Las transformaciones de los partidos. (5 parte y última)

En las transformaciones de los partidos políticos dan la impresión que hicieron su mejor reflexión para afinar sus estrategias y para estar en condiciones de ganar los procesos, en el caso del oficialismo han evidenciado la falta de acuerdos entre las tribus, también podría ser la ausencia de líderes, pero quizá lo más relevante es que han evidenciado sus miedos, especialmente después de las contundentes revelaciones de los vínculos de líderes de la cuarta transformación del primer piso, y del segundo piso, con organizaciones criminales.

También es lamentable, darnos cuenta de los bajísimos niveles de competencia, de incapacidad para el dominio de la función pública y aunque parece que no les importara mucho, lo que ha revelado es un deterioro de las políticas públicas, de la responsabilidad de atender las necesidades de los ciudadanos mexicanos y hoy, se están dando fenómenos que jamás hubiésemos imaginado de incompetencia que lamentablemente, le tomará mucho tiempo al país recuperarse.

Las calificadoras han sido muy puntuales en señalar los bajísimos perfiles económicos en los que se encuentre el país y contrastando con las lamentables declaraciones y hasta cierto punto las inconsistencias y las incompetencias para interpretar, o quizá esté mejor dicho, para esconder a la opinión pública, que lo que está sucediendo en el país se llama deterioro económico y que no se sustituyen, las consecuencias de este con discursos, tampoco con especulaciones económicas, como las que comparte la presidente del país en sus jornadas mañaneras de propaganda.
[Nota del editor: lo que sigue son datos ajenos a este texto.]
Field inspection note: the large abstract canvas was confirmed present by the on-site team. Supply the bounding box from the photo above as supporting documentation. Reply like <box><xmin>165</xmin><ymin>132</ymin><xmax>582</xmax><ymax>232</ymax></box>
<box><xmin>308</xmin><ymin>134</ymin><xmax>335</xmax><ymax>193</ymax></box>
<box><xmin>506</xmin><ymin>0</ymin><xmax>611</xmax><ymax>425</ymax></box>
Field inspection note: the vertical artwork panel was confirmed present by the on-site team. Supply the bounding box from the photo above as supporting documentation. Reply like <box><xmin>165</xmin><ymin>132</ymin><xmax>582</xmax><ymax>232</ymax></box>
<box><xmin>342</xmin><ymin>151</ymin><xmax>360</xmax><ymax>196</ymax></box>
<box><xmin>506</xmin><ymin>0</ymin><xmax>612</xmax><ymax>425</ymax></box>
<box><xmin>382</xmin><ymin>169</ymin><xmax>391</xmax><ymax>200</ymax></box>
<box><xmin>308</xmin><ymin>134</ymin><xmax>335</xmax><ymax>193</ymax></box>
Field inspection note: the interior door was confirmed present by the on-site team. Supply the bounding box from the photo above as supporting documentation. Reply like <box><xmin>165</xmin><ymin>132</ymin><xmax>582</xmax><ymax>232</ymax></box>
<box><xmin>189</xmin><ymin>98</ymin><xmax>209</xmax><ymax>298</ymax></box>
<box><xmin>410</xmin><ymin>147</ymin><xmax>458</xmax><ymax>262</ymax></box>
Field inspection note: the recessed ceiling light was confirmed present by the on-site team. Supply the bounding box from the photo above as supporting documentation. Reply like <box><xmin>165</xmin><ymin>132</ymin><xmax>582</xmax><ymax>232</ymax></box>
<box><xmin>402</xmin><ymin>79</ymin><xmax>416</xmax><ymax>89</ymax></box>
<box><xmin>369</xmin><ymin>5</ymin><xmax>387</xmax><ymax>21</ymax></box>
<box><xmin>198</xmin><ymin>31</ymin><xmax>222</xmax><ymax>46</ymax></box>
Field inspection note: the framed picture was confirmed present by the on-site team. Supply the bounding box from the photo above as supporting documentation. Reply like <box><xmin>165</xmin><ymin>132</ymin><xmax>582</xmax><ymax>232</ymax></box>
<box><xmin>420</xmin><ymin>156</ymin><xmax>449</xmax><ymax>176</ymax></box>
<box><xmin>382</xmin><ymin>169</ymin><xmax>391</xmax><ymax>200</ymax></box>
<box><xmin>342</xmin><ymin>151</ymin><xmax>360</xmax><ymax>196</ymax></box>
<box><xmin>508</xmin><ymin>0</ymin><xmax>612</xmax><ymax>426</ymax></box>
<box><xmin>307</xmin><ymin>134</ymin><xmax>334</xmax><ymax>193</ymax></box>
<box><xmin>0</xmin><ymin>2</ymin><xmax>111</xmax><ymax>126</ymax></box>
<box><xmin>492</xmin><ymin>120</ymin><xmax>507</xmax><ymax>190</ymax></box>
Para competir contra este oficialismo, que está más preocupado de disuadir la opinión pública de Estados Unidos sobre la realidad mexicana y los procesos electorales que están por venir, el PAN está implementando un cambio de rumbo institucional, enfocándose en una ciudadanización y rompiendo con las coaliciones, especialmente las de su alianza con el PRI, pero también un importante contraste en su discurso.

Está muy claro su objetivo: quitarle al oficialismo, la mayoría calificada en el Congreso, y para lo cual se está planteando una apertura del 100% de las candidaturas a la ciudadanía; cualquier mexicano podría pensar que por fin ha terminado la nefasta cultura del dedazo, que nació en el viejo sistema, y que, sin lugar a duda, contaminó la vida interna del PAN.

Habrá que ver y probar si en la estrategia y en la operación coinciden desde la selección por encuestas hasta un formato de elecciones primarias y que los perfiles inscritos se definirán a través de foros de debates públicos y encuestas abiertas. No sería nada nuevo, porque en realidad obedece al espíritu democrático con el que nació este partido y con el que fue consolidando triunfos porque vivía en la democracia interna y convencían a los ciudadanos de participar por su respeto a las fórmulas democráticas.

Esta estrategia de una inclusión amplia podría mostrarse eficiente si la adoptan liderazgos vecinales, o simplemente ciudadanos inconformes con las designaciones del oficialismo y que les muevan a participar y hacer valer su importantísima influencia en la sociedad mexicana.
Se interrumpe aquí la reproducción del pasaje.